Ваньчик? Ты любишь укроп? Посылать тебе его, чтобы каждый раз в суп его сыпал? И если он засохнет, то это тоже ничего, — я его на зиму всегда сушу. Я в каждом письме буду посылать. Я очень его люблю. У меня почему-то с ним связано воспоминание о пароходе, обедах в рубке, о воскресеньях (верно в пироги рубили его?), не знаю, но всегда какое-то радостное чувство, когда его слышу. Кончаю уже в 2 ч. дня. Розы твои дивные я вынула из воды, — _н_и_ _е_д_и_н_ы_й_ лепесточек не упал, они чудесны! Раскрылись и застыли. Я их связала и повесила у окна своей комнаты сушиться. Ванечка, мой любимый, тебя в них буду видеть, тебя ласкать глазами, обнимать всем сердцем. Пиши мне! Я так жду! Ванечек, для «Путей Небесных» претерплю и редкость писем. Я не смею тебя уводить от твоего Святого! «Пора, мой друг, пора» — сказал ты, а мне стало чего-то тоскливо. Но я понимаю! Правда!
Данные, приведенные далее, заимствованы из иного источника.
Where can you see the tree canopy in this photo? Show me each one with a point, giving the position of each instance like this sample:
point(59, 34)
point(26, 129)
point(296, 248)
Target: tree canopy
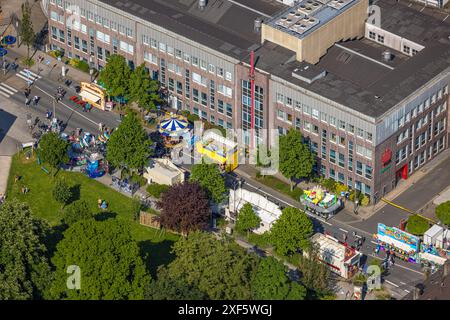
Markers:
point(247, 219)
point(218, 268)
point(270, 282)
point(209, 178)
point(315, 275)
point(443, 212)
point(185, 208)
point(143, 89)
point(296, 160)
point(108, 258)
point(62, 192)
point(417, 225)
point(24, 263)
point(115, 76)
point(53, 150)
point(291, 231)
point(129, 144)
point(167, 288)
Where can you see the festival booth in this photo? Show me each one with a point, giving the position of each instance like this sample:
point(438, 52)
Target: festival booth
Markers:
point(174, 129)
point(266, 210)
point(403, 245)
point(219, 149)
point(341, 259)
point(163, 171)
point(433, 249)
point(93, 94)
point(319, 202)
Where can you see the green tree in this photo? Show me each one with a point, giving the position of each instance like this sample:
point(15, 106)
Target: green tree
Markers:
point(443, 212)
point(168, 288)
point(53, 150)
point(417, 225)
point(115, 76)
point(209, 178)
point(79, 210)
point(218, 268)
point(108, 258)
point(129, 144)
point(296, 292)
point(291, 231)
point(315, 275)
point(270, 282)
point(142, 89)
point(26, 28)
point(24, 264)
point(62, 192)
point(296, 160)
point(247, 219)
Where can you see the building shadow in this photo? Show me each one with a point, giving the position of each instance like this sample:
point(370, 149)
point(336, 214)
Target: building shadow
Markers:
point(6, 121)
point(155, 254)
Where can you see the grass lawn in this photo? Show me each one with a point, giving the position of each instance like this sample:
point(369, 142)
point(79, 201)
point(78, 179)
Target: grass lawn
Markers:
point(154, 242)
point(279, 185)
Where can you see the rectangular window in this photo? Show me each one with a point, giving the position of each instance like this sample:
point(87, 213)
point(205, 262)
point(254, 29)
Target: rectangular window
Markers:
point(229, 110)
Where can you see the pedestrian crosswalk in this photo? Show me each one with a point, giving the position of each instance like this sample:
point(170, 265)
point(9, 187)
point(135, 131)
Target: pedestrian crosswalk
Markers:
point(6, 90)
point(28, 75)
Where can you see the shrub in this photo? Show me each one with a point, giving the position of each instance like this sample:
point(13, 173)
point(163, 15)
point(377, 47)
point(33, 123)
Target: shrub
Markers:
point(365, 200)
point(156, 190)
point(135, 178)
point(417, 225)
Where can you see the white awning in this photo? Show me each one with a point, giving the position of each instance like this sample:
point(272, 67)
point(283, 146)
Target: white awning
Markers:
point(89, 96)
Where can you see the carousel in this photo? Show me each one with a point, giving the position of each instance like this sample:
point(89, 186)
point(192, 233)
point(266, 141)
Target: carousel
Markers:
point(174, 128)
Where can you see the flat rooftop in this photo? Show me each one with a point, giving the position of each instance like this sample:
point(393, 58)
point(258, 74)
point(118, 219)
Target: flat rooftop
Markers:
point(224, 25)
point(308, 15)
point(356, 74)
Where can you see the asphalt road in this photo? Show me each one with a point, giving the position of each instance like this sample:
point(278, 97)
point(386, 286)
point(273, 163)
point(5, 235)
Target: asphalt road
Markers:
point(400, 278)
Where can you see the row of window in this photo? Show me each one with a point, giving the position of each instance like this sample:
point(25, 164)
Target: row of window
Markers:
point(316, 114)
point(92, 16)
point(424, 105)
point(340, 177)
point(195, 61)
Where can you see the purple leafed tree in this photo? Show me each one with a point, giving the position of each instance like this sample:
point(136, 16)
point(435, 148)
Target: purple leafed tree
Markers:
point(185, 208)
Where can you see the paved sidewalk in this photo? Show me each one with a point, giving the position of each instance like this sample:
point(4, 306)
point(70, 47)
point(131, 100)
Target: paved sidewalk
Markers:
point(5, 165)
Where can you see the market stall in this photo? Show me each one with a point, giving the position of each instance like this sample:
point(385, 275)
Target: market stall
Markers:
point(320, 202)
point(341, 259)
point(403, 245)
point(93, 94)
point(173, 128)
point(219, 149)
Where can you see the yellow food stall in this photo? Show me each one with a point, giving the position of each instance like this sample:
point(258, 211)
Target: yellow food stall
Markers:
point(93, 94)
point(219, 149)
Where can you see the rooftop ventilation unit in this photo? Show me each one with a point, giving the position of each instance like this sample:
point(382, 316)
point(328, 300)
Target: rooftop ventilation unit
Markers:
point(308, 7)
point(339, 4)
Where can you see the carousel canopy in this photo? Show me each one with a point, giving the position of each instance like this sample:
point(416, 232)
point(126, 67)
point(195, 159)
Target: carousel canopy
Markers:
point(174, 126)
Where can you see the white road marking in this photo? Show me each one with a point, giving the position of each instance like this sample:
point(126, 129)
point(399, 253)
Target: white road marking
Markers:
point(6, 90)
point(65, 105)
point(391, 283)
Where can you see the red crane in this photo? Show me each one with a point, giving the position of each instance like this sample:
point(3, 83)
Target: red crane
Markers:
point(252, 102)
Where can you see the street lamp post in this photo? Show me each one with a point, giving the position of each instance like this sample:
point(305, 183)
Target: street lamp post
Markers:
point(91, 66)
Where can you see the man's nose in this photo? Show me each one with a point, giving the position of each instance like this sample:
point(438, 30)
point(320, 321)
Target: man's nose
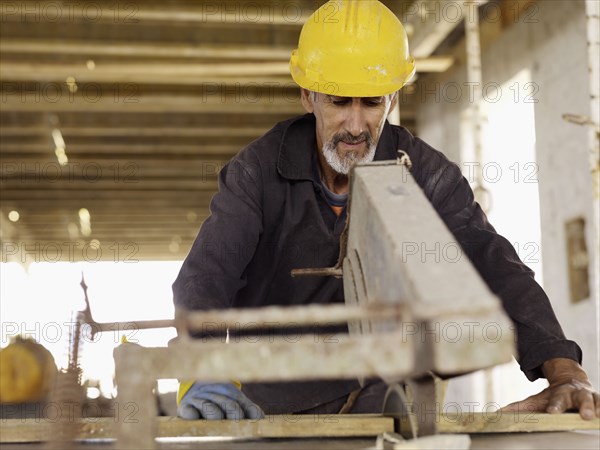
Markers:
point(355, 119)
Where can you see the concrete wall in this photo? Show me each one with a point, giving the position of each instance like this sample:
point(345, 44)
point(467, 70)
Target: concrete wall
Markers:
point(551, 44)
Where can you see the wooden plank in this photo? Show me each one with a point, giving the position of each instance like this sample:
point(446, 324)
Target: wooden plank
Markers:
point(269, 75)
point(135, 131)
point(513, 422)
point(91, 49)
point(148, 72)
point(283, 426)
point(200, 150)
point(236, 14)
point(135, 104)
point(332, 425)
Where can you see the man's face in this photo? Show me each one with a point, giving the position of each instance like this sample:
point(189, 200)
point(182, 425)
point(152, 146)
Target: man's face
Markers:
point(348, 128)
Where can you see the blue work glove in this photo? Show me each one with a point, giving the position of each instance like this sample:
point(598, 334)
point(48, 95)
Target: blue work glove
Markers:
point(217, 402)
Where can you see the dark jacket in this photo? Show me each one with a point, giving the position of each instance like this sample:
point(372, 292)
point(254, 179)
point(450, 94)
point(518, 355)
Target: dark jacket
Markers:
point(270, 216)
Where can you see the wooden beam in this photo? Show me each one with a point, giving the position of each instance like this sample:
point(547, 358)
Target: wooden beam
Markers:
point(173, 149)
point(134, 104)
point(513, 422)
point(91, 49)
point(151, 73)
point(135, 131)
point(301, 426)
point(279, 57)
point(248, 14)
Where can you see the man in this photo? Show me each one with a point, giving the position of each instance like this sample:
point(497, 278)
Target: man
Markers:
point(281, 205)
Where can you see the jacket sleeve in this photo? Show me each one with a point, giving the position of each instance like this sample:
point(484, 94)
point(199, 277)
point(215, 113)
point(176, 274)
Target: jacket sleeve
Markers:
point(213, 271)
point(539, 335)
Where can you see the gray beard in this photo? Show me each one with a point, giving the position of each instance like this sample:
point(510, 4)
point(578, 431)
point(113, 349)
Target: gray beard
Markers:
point(342, 165)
Ты пишешь? Что? Почему никогда ничего об этом? Или это спрашивать нескромно? Ванюша, скажи, переписать ли мне твое из письма для «друга»? Целую тебя, мой родной.
Оля
И. С. Шмелев — О. А. Бредиус-Субботиной
19. VI.42
Дорогая моя Олюша, 6 дней ни словечка от тебя. Я весь в тревоге о тебе. Так серьезно больна…?! иначе ты написала бы! Ведь ты знаешь, как я весь издерган… — ты в неизвестности, а мне еще послезавтра читать публично, (я всегда перед этим жестоко взбудоражен) да еще меня теребят по разным острым вопросам, нет покоя, — приходят, пишут, запрашивают… — и все это отзывается на нервах, а это ведет — к болям. Не могу допустить ни на миг мысли, что ты сознательно не пишешь — чтобы возместить мне за то, что я не каждый день пишу тебе?! Но если бы ты видела, как проходят дни мои..! Я _в_е_с_ь_ замотан, — с очень больными вопросами обращаются, иные — использовать хотят, считаясь с моим значением в эмиграции… После чтения я хочу хоть на неделю уехать из Парижа. Все места давно разобраны на чтение, и должно быть будет недовольство при входе, когда явятся за билетами, в воскресенье. В зале нельзя будет дышать, а мне читать — му-ка — без воздуха. Извести, хоть словечко! _Н_е_ _с_п_л_ю_. Целую. Твой Ваня
О. А. Бредиус-Субботина — И. С. Шмелеву
19. VI.42
Дорогое мое сокровище, Ваня мой, ласка, счастье, радость моя! Ванюшечка мой единственный, родной, прекрасный! Как полна душа моя тобой, как люблю тебя всей полнотой сердца, как всякой думкой лечу к тебе, томлюсь тобой, живу тобой… грущу… очень грущу.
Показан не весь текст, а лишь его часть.